(1.) This is an appeal from a judgment of Mr. Justice Kemp by the defendants who were the purchasers from the plaintiff, of 100 tons of steel baling hoops under a contract of August 17, 1925, providing for shipment in four lots, one in September, two in October and one in November 1925 or earlier. Out of those four lots we are not concerned with one, viz., the September lot. That was taken and paid for. As regards one of the October lots and as regards one other, objections were raised of late delivery. One objection was based on this that the force majeure Clause (No. 3) in the contract with reference to accidents etc. and giving a further time of twelve weeks, did not apply on the facts of the present case. That contention has not been persisted in in this Court.
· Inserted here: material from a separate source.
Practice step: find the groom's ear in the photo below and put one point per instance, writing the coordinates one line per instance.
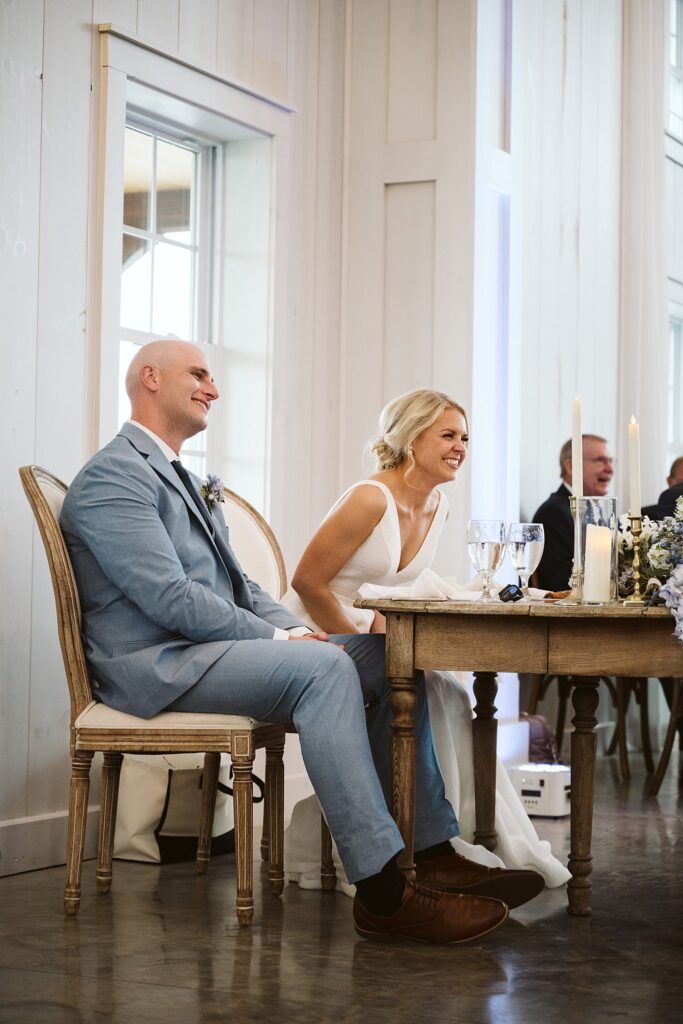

(2.) One other contention which was persisted in was that Clause 1 of the contract, which gave an extra fifteen days beyond the period stipulated thereunder, did not apply having regard to the express terms of the document, viz., the provision for shipment which I have already mentioned. In our judgment the learned Judge was clearly right in holding that Clause 1 did apply. Consequently the appellant fails on that point.
(3.) We are thus left with a comparatively narrow objection to two out of the four lots, viz., that this was either a c. i. f. contract in substance, or else had a similar effect having regard to the true construction of certain terms and that consequently it was obligatory on the vendors to tender amongst the shipping documents a policy of insurance, and that as the vendors failed to do that, they broke their contract, and cannot succeed in this suit. This is really in the nature of a technical objection, because it is common ground that in fact the goods were duly insured. The policies were put in in evidence as Exh. I Moreover, from first to last the defendants never expressly asked for a policy of insurance to be produced, although they did specifically ask, for instance, for proof of the force majeure. They rely on this that we have here a document partly in printed terms and partly in written terms; that the written terms must prevail, and that as those written terms provide that the price is & 11-3-0 per ton c. i. f. c. i. Bombay, that necessarily implies that all the necessary conditions of a c. i. f. contract must be carried out.